Recognizing the widespread devastation in the South, Congress created the Bureau of Refugees, Freedmen, and Abandoned Lands in March 1865, popularly known as the Freedmen’s Bureau. Lincoln approved of the Bureau, giving it a charter for one year.
The Freedmen’s Bureau was intended to act as a primitive welfare agency, aiming to ease the transition from slavery to freedom. While some Bureau agents were corrupt or incompetent, others worked hard to secure significant freedoms for blacks. Under control of Union war hero Oliver O. Howard, the Bureau delivered food to freedmen and poor whites in the South, and it helped freed people gain labor contracts.
The Bureau also took up the fight for African American education, establishing scores of public schools where freed people and poor whites could receive both elementary and higher education. Respected institutions such as Fisk University, Hampton University, and Dillard University are part of the legacy of the Freedmen’s Bureau.
General Howard later opened and became president of the historically black college, Howard University. In this endeavor, the Freedmen’s Bureau received support from Christian organizations that had long advocated for abolition, such as the American Missionary Association (AMA).
The schools that the Freedmen’s Bureau and the AMA established inspired resentment among the white population in the South. Indeed, the Freedmen’s Bureau’s programs and its very existence were sources of controversy. Those who resisted this type of federal government activism denounced it as a foolish effort and a waste of federal money.

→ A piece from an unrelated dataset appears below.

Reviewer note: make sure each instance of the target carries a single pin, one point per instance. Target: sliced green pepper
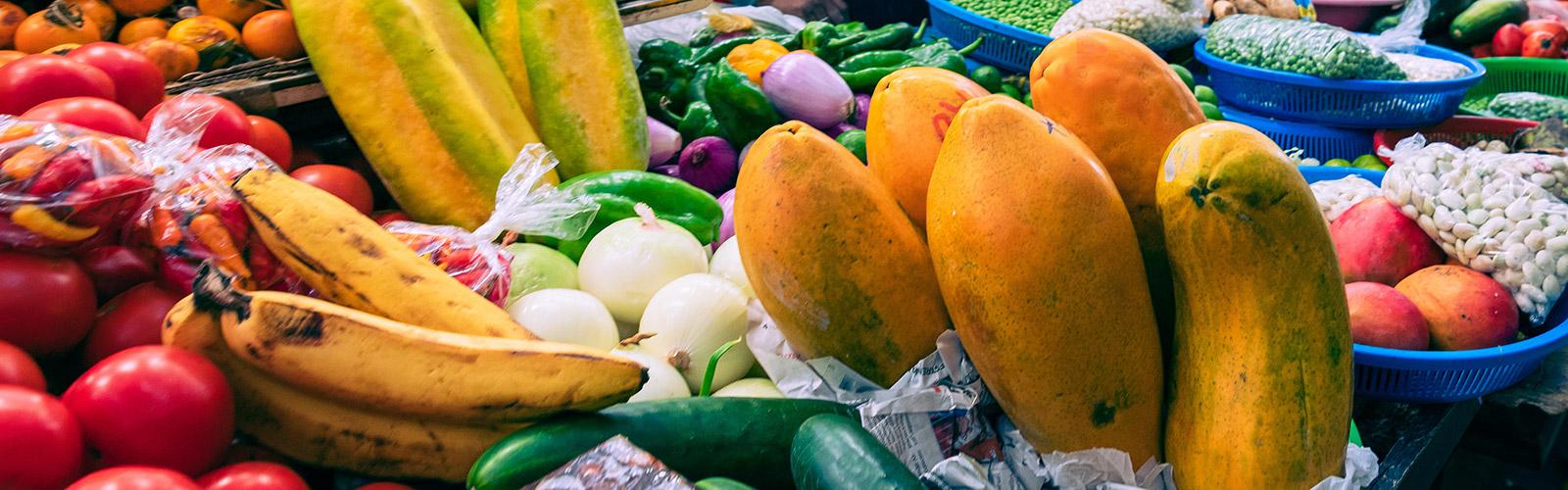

Congress renewed the Bureau’s charter in 1866, but President Johnson, who steadfastly believed that the work of restoring the Union had been completed, vetoed the re-chartering on the grounds that it interfered with states’ rights. Congress, in turn, overrode the president’s veto. Johnson pardoned many former Confederates and restored their land, as well as removed Bureau employees he thought were too sympathetic to African Americans.
Radical Republicans continued to support the Bureau, igniting a contest between Congress and the president that intensified during the next several years. This dispute involved conflicting visions of the proper role of the federal government. Radical Republicans believed in the constructive power of the federal government to ensure a better day for freed people. Others, including Johnson, denied that the government had any such role to play.
Due to pressure from white Southerners, Congress dismantled the Freedmen’s Bureau in 1872. The Bureau failed to make a real stride towards racial equality mostly due to the fight between Congress and the President, as well as subpar funding.